I retract my earlier statement about a Strictureplasty not being permanent (that's dilation that isn't permanent, you will have issues again) but its important to know that it is still possible for the stricture to return at the same location.

"The procedure is generally safe and effective and in one study of 225 strictureplasties, only one restrictured at the same location. Another study found that 28% of patients had another stricture (in a different location) within five years and only 3% at the same specific site as the previous strictureplasty." http://www.crohnsforum.com/wiki/Strictureplasty

All options are worth discussing with your GI and surgeon before going through with surgery so you have a better understanding of why certain things are needed and have some peace of mind. Its not that they aren't aware of dilation or a strictureplasty but its clear that they haven't discussed with you why they plan on doing a resection instead. So yes please do speak with them. :)
 
The other issue with disease in the terminal ileum is the size difference between the small and the large bowel. You cannot join the small bowel to the caecum as it is a large pouch so the surgeon needs to move to the start of the large bowel as a point to reconnect. This means you will have about 8/9cm of large bowel removed as well, the bulk of which is the caecum.

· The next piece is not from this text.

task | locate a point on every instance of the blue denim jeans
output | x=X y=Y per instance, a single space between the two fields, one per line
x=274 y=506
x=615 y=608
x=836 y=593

Actually Dusty my small bowel was reconnected with what was left of my cecum. A portion of my cecum was removed along with the TI. I can see it in my colonoscopy images. It was done 14 years ago though, wonder if maybe they don't do that anymore. I'd have to look it up.
 
wow this is some stuff to chew on. I'm going to loose my cecum as stated earlier. So i guess it depends if they feel strictureplasty is worth it saving what I can of my colon. Now I'm concerned and kind of worried. Thanks Jennifer. I'll let y'all know what they say at the U of C.

The thought of loosing 1/2 of my Colon.....scary stuff, I know there are people here with no colon but still a life altering choice.